I woke up and decided to take a nice 'cool' shower but halfway through ... the pains came back even right now the pains are horrible.
A few people called already on my cellphone to ask what's up with me.
So I decided to write this journal.
I'm skippin' for the 3rd time my chemo because I can't aford it.
By writing this I'd like to 'press' myself on I haven't asked for donations in quite some time. Someone (and I know who) decided to attack me during a livestream moment.
I haven't drawn much the past months for almost 10 months if I'm correct.
Yes, my art looks horrible yes, I know, keep pushing it in my face, becoming 30 and I haven't achieved 0
I haven't asked donations for a long time.
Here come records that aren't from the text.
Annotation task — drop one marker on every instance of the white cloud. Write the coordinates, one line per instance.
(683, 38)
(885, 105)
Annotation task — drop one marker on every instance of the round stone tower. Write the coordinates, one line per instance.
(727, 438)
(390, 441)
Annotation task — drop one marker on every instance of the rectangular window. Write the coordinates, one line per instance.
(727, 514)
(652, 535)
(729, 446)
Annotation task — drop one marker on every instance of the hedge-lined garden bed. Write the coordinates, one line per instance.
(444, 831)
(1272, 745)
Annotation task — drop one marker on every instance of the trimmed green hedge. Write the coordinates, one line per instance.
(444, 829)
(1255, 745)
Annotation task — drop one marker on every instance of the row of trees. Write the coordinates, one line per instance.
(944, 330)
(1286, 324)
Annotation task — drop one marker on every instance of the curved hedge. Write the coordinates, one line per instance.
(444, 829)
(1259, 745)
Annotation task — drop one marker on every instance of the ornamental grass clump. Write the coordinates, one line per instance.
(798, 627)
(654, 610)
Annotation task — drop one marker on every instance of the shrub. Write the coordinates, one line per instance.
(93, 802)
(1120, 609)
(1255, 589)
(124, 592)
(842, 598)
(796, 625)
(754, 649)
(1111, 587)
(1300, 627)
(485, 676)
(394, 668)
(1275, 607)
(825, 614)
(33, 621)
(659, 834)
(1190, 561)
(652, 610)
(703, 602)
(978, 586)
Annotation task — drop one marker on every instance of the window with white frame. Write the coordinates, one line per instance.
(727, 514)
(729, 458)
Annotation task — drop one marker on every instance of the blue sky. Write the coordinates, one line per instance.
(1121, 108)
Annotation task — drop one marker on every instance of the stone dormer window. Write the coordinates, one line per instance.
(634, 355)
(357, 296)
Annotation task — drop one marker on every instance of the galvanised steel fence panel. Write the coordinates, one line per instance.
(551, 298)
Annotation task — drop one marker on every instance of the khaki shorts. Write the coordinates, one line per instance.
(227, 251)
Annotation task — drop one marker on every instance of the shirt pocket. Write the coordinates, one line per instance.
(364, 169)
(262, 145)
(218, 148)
Yes it's there below but I'm not asking.
Oh... I should be dead by now too...
Seriously... my health isn't well... But keep doing it... Really... Keep attacking, it makes a lot of people laugh.
Maybe one day 'I'll be gone' and then those words you've said... Will hurt you back.
Honestly I don't care... I'm not whining to get donations to get my chemo's, hah - man this week I'm missing my 3rd.
I'll do it myself with working with my 'crappy artwork and my crappy textures'
So, I don't need to be famous, special or anything else for that matter.
I'll just go on my own flow...
I'm just doing it on my own ritme, being myself. If you can't handle it. Your problem...
Not mines anymore...
I guess most of you fallow me for many years that my health hasn't been the 'best' for a long time.
I start to wish for the 'end' when I read things like this how people treat one and another... You get that famous 'meme' in your head.